The Honda NX250 is a crossover dual-sport motorcycle produced by Honda, available in the United States from 1988 through 1990. It is a lightweight bike intended for both on-road and off-road riding. The NX250 featured the new MD21E engine which is a liquid-cooled, 249 cc, single-cylinder, four-valve, DOHC, four-stroke with an electric start. It has a bore and stroke of 70.0 × 64.8 mm, 11 to 1 compression ratio, and a six-speed transmission. The suspension has 37 mm forks with 8.7 inches travel up front, and Pro-Link with 7.9" in the rear. The NX250 has a 1350 mm wheelbase and a dry weight of 118 kg. The seat height is 820 mm. In some countries Honda continued production of the NX250 up to 1993, where it was named Honda NX250 Dominator.

==AX-1==
The Honda AX-1 is a modified version of Honda NX250 intended only for the Japanese market but was offered in Oceania. Using the same chassis as the NX250, the AX-1 came standard with alloy rims, aluminum Pro-Link rear suspension this time with a rear disc brake, dual round headlights, taller cams, stainless steel exhaust and different carburetor settings. The valve clearance check interval is every 24000 mi.

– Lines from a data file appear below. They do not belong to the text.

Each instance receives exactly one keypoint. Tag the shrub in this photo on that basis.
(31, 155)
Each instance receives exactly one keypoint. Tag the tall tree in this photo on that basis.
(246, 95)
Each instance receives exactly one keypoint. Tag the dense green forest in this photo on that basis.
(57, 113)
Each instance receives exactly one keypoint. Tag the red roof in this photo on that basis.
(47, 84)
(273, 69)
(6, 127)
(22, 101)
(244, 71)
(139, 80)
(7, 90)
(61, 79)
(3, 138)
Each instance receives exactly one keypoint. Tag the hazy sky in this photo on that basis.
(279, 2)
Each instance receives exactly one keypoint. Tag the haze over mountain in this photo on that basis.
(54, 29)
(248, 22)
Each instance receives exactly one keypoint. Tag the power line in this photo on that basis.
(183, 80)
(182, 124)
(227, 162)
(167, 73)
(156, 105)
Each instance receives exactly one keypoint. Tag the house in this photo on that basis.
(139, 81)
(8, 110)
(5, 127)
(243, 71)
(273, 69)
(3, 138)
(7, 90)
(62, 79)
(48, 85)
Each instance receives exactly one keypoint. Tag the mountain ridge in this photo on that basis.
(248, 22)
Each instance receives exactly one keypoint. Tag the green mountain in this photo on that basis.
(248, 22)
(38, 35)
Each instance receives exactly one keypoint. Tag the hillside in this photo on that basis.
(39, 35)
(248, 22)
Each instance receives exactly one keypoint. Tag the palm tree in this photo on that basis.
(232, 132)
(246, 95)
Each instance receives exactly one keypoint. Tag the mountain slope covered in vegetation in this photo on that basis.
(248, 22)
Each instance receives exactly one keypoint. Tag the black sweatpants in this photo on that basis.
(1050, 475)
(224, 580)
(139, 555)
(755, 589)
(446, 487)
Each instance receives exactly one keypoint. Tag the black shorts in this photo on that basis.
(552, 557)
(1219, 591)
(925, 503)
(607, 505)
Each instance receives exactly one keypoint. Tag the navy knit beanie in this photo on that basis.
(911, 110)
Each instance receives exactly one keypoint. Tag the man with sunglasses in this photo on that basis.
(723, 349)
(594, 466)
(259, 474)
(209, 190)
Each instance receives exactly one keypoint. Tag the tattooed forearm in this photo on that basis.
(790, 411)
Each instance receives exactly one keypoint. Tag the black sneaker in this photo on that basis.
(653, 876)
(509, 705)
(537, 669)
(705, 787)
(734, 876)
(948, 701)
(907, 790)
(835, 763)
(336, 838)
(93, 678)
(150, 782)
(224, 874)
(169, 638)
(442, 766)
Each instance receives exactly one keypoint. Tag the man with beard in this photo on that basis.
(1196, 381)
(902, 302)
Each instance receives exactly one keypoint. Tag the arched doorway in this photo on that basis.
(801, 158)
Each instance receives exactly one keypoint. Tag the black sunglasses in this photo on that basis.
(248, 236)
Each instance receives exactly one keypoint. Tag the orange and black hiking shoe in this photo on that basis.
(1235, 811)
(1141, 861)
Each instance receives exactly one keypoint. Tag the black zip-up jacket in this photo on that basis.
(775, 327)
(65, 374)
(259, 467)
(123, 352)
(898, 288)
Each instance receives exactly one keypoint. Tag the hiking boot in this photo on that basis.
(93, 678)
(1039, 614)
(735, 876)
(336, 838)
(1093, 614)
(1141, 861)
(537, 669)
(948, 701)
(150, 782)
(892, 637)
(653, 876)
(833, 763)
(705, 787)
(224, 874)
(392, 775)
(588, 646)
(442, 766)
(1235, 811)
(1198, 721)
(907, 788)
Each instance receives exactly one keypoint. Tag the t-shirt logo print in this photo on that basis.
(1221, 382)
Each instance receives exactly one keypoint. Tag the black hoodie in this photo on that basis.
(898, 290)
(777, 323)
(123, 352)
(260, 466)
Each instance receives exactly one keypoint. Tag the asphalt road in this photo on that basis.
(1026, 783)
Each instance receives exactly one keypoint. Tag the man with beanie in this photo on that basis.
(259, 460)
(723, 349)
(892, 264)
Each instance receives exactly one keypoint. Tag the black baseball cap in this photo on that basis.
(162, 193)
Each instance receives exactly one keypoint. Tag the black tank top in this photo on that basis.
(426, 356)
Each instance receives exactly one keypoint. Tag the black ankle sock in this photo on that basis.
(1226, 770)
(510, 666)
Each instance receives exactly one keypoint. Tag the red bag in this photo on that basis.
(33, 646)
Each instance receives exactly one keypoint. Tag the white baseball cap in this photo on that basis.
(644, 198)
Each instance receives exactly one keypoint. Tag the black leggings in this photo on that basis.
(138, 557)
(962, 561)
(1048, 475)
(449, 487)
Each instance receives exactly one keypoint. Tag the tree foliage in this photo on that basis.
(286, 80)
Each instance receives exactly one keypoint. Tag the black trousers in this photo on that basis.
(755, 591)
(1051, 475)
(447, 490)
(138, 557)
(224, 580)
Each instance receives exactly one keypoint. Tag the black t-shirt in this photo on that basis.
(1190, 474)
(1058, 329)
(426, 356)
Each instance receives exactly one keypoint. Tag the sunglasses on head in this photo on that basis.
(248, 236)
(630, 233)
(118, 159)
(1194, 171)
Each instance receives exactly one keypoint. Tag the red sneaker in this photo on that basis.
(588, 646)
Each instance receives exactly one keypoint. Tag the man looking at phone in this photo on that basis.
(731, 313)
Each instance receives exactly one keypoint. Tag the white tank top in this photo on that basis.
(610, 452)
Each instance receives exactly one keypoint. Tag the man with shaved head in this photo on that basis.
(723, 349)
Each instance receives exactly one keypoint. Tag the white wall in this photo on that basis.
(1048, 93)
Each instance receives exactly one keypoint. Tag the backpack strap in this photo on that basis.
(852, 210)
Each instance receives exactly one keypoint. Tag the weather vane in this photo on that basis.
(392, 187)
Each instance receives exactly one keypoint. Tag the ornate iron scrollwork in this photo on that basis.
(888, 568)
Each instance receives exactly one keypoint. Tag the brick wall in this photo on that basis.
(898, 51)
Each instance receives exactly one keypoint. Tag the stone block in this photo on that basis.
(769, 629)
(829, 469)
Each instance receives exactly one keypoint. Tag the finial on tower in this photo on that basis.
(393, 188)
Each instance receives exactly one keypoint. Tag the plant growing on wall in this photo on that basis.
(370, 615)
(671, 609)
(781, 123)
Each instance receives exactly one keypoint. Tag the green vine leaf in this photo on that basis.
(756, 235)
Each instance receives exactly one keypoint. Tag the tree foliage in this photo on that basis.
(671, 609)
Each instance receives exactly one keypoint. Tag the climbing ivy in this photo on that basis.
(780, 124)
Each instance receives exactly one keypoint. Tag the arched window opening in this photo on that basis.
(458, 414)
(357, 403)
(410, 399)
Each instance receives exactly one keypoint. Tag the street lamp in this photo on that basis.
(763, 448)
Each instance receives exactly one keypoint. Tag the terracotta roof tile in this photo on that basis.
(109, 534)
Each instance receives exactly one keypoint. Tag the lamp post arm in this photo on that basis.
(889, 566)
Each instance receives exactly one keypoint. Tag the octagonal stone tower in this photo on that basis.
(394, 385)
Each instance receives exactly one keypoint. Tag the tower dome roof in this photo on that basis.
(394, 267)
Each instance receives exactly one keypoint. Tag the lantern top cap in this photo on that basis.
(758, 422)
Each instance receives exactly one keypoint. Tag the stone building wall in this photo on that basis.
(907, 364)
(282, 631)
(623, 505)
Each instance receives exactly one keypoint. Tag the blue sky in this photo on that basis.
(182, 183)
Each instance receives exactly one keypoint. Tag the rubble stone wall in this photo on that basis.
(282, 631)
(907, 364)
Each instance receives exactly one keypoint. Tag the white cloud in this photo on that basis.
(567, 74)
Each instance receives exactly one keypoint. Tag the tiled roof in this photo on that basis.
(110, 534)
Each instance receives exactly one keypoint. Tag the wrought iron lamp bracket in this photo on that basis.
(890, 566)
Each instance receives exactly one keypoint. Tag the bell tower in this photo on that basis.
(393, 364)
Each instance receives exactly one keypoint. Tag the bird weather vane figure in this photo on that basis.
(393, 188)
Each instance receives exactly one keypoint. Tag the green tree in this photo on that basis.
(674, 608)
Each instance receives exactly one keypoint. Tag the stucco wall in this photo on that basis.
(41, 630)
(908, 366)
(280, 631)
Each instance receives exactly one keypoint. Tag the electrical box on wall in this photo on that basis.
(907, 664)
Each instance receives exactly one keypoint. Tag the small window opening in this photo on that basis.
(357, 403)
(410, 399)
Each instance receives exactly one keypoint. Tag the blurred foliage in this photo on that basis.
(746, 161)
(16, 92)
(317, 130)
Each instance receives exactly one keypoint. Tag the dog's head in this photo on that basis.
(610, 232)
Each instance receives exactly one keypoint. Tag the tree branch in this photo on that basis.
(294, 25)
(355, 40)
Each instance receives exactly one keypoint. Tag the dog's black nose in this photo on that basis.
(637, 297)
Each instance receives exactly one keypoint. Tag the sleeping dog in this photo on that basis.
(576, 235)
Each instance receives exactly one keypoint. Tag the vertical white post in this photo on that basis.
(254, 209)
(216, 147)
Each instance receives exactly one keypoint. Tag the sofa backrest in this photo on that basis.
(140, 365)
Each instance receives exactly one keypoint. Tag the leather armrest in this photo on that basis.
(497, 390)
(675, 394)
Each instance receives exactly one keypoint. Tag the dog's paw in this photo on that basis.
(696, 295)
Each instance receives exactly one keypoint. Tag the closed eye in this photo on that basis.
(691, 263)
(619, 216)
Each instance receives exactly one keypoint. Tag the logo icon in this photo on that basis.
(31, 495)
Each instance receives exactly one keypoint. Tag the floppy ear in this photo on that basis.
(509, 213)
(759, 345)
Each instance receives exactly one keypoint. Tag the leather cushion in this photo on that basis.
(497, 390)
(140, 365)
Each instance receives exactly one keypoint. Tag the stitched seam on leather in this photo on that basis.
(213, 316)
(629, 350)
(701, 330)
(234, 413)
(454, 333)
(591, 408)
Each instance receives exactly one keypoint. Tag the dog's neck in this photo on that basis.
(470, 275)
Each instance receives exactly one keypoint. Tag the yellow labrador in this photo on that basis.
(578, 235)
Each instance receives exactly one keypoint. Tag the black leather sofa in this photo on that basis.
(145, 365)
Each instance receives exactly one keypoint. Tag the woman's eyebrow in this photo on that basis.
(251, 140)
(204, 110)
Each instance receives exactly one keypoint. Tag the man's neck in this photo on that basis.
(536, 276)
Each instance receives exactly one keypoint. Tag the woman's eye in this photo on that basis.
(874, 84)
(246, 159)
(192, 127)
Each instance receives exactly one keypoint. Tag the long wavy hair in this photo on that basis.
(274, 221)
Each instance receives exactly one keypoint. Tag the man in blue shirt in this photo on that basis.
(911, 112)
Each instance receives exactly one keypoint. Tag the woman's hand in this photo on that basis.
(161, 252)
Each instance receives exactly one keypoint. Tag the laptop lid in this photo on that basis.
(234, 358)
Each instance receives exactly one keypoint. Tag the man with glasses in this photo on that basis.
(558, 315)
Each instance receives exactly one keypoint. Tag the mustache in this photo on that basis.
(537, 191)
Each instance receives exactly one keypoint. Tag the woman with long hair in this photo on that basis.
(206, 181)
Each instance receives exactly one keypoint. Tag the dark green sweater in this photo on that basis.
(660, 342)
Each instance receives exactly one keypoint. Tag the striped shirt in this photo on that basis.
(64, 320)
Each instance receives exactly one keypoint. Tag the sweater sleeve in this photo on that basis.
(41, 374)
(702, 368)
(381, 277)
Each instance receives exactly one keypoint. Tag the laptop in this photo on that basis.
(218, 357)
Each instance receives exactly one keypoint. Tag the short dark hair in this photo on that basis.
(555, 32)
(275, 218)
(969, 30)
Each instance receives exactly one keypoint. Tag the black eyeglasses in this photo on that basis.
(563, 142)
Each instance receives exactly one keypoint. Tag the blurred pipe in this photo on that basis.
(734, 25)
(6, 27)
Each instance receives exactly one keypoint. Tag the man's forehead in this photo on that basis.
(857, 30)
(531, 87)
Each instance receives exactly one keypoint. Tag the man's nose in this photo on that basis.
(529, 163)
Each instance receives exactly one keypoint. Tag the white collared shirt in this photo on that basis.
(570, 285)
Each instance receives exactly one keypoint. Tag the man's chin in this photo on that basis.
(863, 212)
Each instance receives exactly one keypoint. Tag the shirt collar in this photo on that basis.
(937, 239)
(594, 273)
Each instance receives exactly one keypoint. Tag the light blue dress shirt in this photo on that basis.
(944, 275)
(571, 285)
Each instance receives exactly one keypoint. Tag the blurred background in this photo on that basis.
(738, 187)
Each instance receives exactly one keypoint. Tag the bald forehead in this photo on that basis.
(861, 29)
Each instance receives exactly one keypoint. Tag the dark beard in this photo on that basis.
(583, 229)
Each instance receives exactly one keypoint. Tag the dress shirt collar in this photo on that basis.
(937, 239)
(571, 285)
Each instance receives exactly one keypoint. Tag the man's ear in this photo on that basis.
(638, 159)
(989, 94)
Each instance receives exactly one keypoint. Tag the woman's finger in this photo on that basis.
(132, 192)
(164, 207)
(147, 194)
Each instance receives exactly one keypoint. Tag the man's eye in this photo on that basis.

Spares commonality with NX250 is high, but certain parts are rare, such as the rear luggage rack, exhaust heat shield, cylinder heads and valve guides and headlights. However, the MD21E engine is known to run to over 100,000km without major overhaul. Part of this is due to an extremely durable Nikasil-coated cylinder bore. Nikasil is a chemically deposited layer of silicon carbide, which is typically twice as hard (on the Mohs scale) as iron/steel liners. The rear cush drive rubbers are not available and owners have made their own by modifying Honda Civic suspension bushes of similar dimensions, although they rarely fail during the life of the vehicle.

There is a small but dedicated online community for the NX250 and AX-1. With the rise of popularity of adventure bikes, there is renewed interest in the Honda AX-1 primarily for its light weight and power exceeding modern contemporaries such as the Honda CRF250L.